There were other things happening in 2012, of course. After ignoring it for a year I finally summoned up the courage to read and edit my Urban Fantasy book The Snake House, and much to my huge surprise I didn’t totally hate it. I also started work on a YA Fantasy book called London-Under-Sea (all weird religion, sea monsters and fishpunk) although that is on hold for the moment while I revise The Copper Promise. In non-book stuff Mass Effect 3 came out and proved that it is indeed the greatest video game series of all time, if not the greatest SF trilogy of all time, and I sobbed and cheered my way through it in an epically messy fashion. I finally watched Avatar: The Last Airbender and utterly fell in love with it.

 

Other, more random moments of 2012: I saw two sets of friends get married and danced at their weddings, I wore a corset for the first time and didn’t die, I oversaw new episodes of Dark Fiction Magazine, and I attended Bristolcon, which was brilliant. I got hugged by a wookie in Wales, saw my name in the acknowledgements of a real, live book (twice, technically) and partially helped nag my lovely boyfriend into taking up writing regularly again.

 

And that’s all I can really remember at the moment – no doubt I’ll have left something significant off the list, but all in all, I reckon I can chalk 2012 up as a goodun’. Wishing you all a fantastic new year full of excellence and joy!

 

The Copper Promise: Latest News and Also Cartoons

Robo5000

Time for a quick update from Admin5000!

 

So, the last Copper Promise post was a few weeks ago now and I think I was on Chapter Three of part four, which I had yet to give a firm title too.
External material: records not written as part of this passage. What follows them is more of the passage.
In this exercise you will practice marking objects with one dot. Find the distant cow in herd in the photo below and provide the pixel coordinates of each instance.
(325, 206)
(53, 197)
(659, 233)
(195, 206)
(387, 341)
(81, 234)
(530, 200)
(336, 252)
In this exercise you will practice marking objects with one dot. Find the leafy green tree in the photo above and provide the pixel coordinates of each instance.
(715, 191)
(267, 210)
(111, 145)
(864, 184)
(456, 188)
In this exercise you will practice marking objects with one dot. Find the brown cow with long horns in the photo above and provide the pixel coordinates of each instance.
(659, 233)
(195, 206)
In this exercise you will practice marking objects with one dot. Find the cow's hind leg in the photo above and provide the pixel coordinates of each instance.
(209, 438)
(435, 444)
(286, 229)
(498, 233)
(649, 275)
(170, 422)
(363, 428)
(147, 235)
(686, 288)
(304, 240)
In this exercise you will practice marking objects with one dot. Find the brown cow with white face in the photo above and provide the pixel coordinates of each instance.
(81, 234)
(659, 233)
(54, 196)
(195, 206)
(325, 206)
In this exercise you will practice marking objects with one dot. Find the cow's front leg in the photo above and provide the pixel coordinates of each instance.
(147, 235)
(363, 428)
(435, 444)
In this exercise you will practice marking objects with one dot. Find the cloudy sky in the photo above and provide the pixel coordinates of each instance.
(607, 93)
Well, a month later and I’m on Chapter 25 and part four appears to have morphed into Upon the Ashen Blade, which hopefully means I am making progress – quite a lot for me actually, as I seem to have finally developed a system of writing in small bursts that has boosted my word count. Hurrah for that!

 

I’m into the endgame now. There will be perhaps another two chapters (the endings always take longer than I expect them to, so take this with a healthy pinch of salt) and the first draft of The Copper Promise, in its entirety, will be complete. At which point I will probably crawl into a dark room and hide under a pillow for a while, making small uncertain noises as I contemplate the editing job that must take place.

 

This book has turned into a monster. Wydrin would probably find that hilarious, the moo.

 

In other news, isn’t Avatar: The Last Airbender amazing? I’m aware that I am horribly late to the party on this one, but we’ve just started watching series 2 and I’m a bit in love with it. The writing is great and utterly persuasive (how much do I adore Zuko already? It’s ridiculous), the world building and mythology is top notch, and the animation, which benefits from a lovely clean anime style and healthy dollops of slapstick, is just an absolute pleasure. New favourite thing!